We see a similar example in Acts 23:11: ‘The following night the Lord stood by him and said, “Take courage”’. The Lord wouldn’t have stood by him and said that if Paul hadn’t been starting to waver. If he hadn’t been starting to doubt.
And no wonder!
In the space of about 24 hours Paul has been dragged out of the temple (21:36), with his life only spared because Roman soldiers rushed in to stop the crowd lynching him. Just before he’s taken into the barracks, he persuades the tribune to let him speak to the people, which goes well until the point where he tells them about God sending him to the Gentiles. At that point, the tribune orders Paul to be flogged, to try and find out what the uproar was about.
So Paul has gone from being about to be killed, to being about to be tortured. Yet even in the midst of it, he seems fairly assured and unflappable. He calmly asks the tribune if it’s lawful for him to flog a Roman citizen (knowing, of course, that it isn’t). He responds to Ananias the high priest in the style of an Old Testament prophet – before he realises who he is. Then in he cleverly plays the Pharisees and the Sadducees off each other by mentioning the resurrection.

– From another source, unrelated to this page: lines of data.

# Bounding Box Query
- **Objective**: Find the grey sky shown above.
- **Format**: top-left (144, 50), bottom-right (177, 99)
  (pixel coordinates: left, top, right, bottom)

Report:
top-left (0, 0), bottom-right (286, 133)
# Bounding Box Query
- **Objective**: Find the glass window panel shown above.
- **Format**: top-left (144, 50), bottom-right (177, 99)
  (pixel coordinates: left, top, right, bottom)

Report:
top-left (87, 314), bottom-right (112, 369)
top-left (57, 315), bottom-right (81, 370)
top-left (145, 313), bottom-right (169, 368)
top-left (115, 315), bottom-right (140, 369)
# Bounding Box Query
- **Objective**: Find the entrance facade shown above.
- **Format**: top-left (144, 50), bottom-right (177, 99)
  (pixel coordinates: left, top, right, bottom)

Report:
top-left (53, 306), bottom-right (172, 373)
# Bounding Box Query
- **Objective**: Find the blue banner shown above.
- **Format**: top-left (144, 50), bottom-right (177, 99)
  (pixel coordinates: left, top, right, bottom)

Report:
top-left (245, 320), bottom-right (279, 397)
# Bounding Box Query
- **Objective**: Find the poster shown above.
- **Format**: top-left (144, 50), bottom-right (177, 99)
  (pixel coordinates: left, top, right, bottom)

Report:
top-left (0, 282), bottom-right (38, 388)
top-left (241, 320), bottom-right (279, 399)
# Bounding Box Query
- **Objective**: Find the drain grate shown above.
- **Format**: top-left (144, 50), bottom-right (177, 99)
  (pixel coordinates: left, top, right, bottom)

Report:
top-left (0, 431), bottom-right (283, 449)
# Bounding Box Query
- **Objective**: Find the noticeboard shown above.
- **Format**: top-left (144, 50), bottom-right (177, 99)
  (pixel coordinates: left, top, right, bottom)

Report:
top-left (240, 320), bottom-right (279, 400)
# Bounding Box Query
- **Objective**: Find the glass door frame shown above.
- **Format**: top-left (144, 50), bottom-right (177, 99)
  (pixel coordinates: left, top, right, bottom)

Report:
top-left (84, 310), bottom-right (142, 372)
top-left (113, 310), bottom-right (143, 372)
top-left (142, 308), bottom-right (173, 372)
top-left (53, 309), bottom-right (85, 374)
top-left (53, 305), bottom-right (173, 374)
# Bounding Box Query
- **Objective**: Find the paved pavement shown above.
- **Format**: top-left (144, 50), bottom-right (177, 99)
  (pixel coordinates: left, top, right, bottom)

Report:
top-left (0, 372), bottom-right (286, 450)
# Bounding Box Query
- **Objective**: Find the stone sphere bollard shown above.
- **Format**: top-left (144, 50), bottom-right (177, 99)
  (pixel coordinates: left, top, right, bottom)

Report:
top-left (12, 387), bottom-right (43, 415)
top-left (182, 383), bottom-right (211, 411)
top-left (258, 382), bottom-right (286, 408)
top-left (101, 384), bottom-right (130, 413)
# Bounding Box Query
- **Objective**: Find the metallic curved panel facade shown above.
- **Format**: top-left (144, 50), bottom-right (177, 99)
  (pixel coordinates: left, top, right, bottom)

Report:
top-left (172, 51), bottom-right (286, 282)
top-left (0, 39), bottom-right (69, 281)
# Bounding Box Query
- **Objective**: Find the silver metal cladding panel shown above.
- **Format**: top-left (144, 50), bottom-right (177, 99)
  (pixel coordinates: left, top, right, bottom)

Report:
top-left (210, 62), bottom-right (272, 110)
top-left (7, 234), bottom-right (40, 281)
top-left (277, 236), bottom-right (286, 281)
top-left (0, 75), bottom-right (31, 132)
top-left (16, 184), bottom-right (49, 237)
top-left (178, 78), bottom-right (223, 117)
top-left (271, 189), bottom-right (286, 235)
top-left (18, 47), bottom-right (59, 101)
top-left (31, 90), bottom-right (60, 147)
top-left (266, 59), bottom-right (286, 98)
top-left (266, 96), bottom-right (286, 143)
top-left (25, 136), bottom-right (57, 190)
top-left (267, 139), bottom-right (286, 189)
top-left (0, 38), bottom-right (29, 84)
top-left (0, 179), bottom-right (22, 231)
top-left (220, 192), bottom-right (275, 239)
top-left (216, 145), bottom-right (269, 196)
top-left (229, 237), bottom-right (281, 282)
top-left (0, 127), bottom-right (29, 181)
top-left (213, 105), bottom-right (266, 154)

Things then turn violent again, and it looks like Paul is going to be torn to pieces. The soldiers are sent in again to take him by force and bring him into the barracks. And at this point, it’s as if everything catches up with Paul.
The lights are off.
He’s on his own.
It’s not hard to imagine the doubts and fears flooding in.

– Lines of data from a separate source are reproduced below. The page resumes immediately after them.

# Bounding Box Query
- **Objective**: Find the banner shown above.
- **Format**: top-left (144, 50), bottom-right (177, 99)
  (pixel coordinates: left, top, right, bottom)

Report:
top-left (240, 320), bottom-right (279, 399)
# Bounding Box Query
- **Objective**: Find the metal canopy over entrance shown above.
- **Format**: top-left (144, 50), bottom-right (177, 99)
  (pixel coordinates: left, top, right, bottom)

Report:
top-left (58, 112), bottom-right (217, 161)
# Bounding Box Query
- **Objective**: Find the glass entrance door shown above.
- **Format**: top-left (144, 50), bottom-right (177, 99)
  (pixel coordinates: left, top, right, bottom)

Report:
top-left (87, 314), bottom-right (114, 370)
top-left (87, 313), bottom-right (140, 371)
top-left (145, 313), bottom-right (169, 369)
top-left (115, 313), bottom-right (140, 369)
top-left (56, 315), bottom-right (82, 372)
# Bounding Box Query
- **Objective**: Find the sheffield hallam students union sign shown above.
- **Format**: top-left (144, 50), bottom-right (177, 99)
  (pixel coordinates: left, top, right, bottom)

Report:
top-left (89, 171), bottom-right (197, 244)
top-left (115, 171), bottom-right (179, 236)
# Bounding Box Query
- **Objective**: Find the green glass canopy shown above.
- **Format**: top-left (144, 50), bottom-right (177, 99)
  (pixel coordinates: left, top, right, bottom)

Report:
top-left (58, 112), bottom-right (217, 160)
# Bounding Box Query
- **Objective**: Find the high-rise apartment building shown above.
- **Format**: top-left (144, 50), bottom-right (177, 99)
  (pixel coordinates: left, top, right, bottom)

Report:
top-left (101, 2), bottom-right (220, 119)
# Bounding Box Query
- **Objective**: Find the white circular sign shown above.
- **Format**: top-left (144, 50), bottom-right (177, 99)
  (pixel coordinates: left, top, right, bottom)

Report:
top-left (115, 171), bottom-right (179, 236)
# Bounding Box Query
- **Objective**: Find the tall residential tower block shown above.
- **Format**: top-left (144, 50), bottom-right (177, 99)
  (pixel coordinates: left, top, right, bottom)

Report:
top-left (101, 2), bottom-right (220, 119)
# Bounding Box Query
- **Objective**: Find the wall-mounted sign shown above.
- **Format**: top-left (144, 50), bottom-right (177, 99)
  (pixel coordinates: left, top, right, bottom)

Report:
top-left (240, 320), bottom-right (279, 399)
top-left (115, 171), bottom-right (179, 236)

He’d longed to get to Rome. He’d written to the Christians in Rome and asked them to strive together with him in their prayers, that he might be delivered from the unbelievers in Judea, and that by God’s will he might come to them with joy and be refreshed in their company (Rom. 15:32). But now, the prospect of him getting to Rome and fellowshipping with Christians there seems bleak.
He’s alone. Things in Jerusalem haven’t gone the way he’d hoped.
But at that moment the Lord stands by him to comfort him.